ThisBuild / pushRemoteCacheTo := Some(MavenCache("local-cache", file("/tmp/remote-cache")))

This could be any Maven-style repository. You'd likely not want to mix this with the repository you use for the actual artifacts.

Next, from sbt shell type in akka-actor/pushRemoteCache:

akka > akka-actor/pushRemoteCache
[info] Formatting 22 Java sources...
[info] Reformatted 0 Java sources
[info] Generating 'Tuples.scala'
[info] Generating 'Functions.scala'
[info] Wrote /Users/eed3si9n/work/quicktest/akka-0/akka-actor/target/scala-2.12/akka-actor_2.12-2.6.5+25-683868f9+20200506-1411.pom
[info] Compiling 191 Scala sources and 28 Java sources to /Users/eed3si9n/work/quicktest/akka-0/akka-actor/target/scala-2.12/classes ...
....
[info]  published akka-actor_2.12 to file:/tmp/remote-cache/com/typesafe/akka/akka-actor_2.12/0.0.0-683868f9fe/akka-actor_2.12-0.0.0-683868f9fe.pom
[info]  published akka-actor_2.12 to file:/tmp/remote-cache/com/typesafe/akka/akka-actor_2.12/0.0.0-683868f9fe/akka-actor_2.12-0.0.0-683868f9fe-cached-compile.jar
[info]  published akka-actor_2.12 to file:/tmp/remote-cache/com/typesafe/akka/akka-actor_2.12/0.0.0-683868f9fe/akka-actor_2.12-0.0.0-683868f9fe-cached-test.jar
[success] Total time: 45 s, completed May 6, 2020 2:12:11 PM

"683868f9fe" in the above is remoteCacheId. For now I'm using Git commit id for this, but you can change to what makes sense in your build. Maybe this will change to hash of all sources.

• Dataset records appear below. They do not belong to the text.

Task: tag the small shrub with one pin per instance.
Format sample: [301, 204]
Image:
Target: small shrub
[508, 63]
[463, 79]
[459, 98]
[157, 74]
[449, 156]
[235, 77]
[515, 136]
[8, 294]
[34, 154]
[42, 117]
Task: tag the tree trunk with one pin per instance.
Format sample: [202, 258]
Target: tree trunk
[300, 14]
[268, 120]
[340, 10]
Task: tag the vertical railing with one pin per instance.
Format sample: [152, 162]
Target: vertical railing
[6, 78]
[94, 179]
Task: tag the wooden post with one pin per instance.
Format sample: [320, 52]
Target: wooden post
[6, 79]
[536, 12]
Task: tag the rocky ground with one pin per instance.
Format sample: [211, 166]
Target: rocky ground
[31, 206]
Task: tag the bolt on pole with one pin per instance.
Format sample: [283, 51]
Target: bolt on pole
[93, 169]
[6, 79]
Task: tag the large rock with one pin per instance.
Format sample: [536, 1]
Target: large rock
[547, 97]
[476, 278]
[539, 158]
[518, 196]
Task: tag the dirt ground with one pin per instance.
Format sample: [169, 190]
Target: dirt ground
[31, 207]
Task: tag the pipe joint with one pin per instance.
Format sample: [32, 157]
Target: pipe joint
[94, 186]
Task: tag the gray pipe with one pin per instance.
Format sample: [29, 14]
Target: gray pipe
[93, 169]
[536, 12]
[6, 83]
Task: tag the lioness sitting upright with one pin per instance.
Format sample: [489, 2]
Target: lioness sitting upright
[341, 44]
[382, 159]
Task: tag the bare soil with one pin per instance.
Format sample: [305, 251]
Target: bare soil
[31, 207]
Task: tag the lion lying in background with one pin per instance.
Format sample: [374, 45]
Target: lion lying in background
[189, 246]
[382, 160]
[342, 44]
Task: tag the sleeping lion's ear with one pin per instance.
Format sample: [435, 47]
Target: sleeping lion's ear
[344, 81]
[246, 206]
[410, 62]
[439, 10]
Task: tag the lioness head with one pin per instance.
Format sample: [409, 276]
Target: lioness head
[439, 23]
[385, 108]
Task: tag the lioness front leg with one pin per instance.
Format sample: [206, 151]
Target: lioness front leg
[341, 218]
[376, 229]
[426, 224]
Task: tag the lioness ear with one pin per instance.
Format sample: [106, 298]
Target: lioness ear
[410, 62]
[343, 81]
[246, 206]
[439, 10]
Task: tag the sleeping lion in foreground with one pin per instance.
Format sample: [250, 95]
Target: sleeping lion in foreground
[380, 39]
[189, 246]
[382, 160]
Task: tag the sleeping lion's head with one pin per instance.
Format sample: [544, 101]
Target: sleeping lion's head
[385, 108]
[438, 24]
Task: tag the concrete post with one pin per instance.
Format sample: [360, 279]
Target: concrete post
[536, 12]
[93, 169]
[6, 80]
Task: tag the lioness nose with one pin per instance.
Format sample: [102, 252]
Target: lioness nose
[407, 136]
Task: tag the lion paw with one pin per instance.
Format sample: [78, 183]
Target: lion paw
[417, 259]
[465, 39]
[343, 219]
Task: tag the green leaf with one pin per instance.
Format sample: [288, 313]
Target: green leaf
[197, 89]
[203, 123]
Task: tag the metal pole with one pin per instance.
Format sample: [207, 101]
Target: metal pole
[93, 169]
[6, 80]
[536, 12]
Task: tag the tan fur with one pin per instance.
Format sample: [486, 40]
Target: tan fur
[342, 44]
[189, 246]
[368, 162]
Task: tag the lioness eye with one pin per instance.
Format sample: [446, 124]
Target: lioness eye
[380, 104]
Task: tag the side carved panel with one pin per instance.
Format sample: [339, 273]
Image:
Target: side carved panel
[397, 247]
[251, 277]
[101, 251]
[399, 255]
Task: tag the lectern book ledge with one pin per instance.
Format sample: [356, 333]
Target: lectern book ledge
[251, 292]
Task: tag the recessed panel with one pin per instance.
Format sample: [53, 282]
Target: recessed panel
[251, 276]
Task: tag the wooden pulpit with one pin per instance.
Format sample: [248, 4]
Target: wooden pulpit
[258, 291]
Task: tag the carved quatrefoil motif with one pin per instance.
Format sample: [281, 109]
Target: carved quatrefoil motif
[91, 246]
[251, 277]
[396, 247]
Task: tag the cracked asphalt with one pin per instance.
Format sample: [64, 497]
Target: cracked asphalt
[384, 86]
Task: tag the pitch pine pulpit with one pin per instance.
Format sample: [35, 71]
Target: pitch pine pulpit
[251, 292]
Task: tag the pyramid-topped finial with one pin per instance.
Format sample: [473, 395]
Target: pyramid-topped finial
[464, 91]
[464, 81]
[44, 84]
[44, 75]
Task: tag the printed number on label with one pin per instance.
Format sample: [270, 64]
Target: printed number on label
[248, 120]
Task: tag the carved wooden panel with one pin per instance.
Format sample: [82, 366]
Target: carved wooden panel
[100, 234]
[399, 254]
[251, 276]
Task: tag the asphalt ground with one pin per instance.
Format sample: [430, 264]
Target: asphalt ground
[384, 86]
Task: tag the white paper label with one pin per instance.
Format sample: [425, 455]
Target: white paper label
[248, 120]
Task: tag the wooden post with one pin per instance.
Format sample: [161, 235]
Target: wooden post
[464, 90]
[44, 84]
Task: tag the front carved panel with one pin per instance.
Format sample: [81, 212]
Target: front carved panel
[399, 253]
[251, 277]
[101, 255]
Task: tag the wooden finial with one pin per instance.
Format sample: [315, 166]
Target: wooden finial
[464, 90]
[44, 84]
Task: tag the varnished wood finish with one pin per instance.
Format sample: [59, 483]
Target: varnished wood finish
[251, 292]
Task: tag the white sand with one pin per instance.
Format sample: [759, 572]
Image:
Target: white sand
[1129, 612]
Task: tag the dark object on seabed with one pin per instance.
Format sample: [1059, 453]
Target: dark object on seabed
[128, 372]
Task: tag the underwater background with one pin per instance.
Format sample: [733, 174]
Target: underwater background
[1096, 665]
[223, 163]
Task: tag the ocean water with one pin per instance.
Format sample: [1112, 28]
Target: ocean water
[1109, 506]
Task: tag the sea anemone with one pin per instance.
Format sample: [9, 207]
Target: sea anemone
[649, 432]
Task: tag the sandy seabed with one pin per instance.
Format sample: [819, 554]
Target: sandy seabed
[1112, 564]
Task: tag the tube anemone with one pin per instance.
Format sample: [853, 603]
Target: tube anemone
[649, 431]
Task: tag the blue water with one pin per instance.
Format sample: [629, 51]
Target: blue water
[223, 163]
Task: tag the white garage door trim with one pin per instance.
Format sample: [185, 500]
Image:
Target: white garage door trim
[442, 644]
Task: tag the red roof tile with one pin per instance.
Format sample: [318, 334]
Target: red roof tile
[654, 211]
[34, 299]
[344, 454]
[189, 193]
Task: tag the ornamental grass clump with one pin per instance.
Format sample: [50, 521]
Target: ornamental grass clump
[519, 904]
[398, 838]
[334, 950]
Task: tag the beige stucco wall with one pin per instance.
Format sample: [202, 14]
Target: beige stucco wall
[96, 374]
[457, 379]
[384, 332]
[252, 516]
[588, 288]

In a different working directory, type in clean and akka-actor/pullRemoteCache:

cd ~/work/quicktest/
cp -r akka-0 akka-1
cd akka-1
sbt
akka > clean
[success] Total time: 1 s, completed May 6, 2020 2:17:40 PM
akka > akka-actor/pullRemoteCache
[success] Total time: 1 s, completed May 6, 2020 2:17:46 PM

Next type in akka-actor/compile:

akka > akka-actor/compile
[info] Formatting 22 Java sources...
[info] Reformatted 0 Java sources
[info] Generating 'Tuples.scala'
[info] Generating 'Functions.scala'
[info] Compiling 1 Scala source to /Users/eed3si9n/work/quicktest/akka-1/akka-actor/target/scala-2.12/classes ...
[success] Total time: 4 s, completed May 6, 2020 2:21:13 PM

Looks like Java formatting and code generation might be triggering some compilation. This actually shows how flexible this setup is. Since the incremental compiler is used to dealing with partially matching code bases, it will just work on the differences from the remote cache.

In other words, we were able to resume incremental compilation from a remote cache. The same concept could be applied across the commit history for example. For example, if the remote cache is not available for the current commit id, likely we could go back a few commits before in the history and resume compilation off of an old cache. For this simple test, 45s vs (1 + 4)s is still 9x speedup.

what's in a remote cache?

Currently, remote cache JAR contains the classes directory and zipped up Zinc Analysis file. Since all build tools should be able publish to a Maven repository, and resolve out of Maven repository, this idea should be able carry over to any build tools that use Zinc.

This idea could expand out to things like test results. sbt currently stores the list of succeeded tests and their timestamps. Using that testQuick run incremental tests. If we used the content hash, or something that does not depend on the timestamp, we might be able to run only the tests that's been affected by the last CI run.

cached compilation for all

The notion of cached compilation or remote cache has been around for a while now, but often setting it up has not been easy. If we can bake build-as-function feature into basic tool chain such as Zinc and sbt, Scala community in general can benefit from it to speed up the build.

Even for open source projects, if Travis CI publishes into Bintray or something, the contributors might be able to resume compilation off of the last build.

The PR for sbt change is sbt/sbt#5534, and the virtualization change in Zinc is sbt/zinc#712.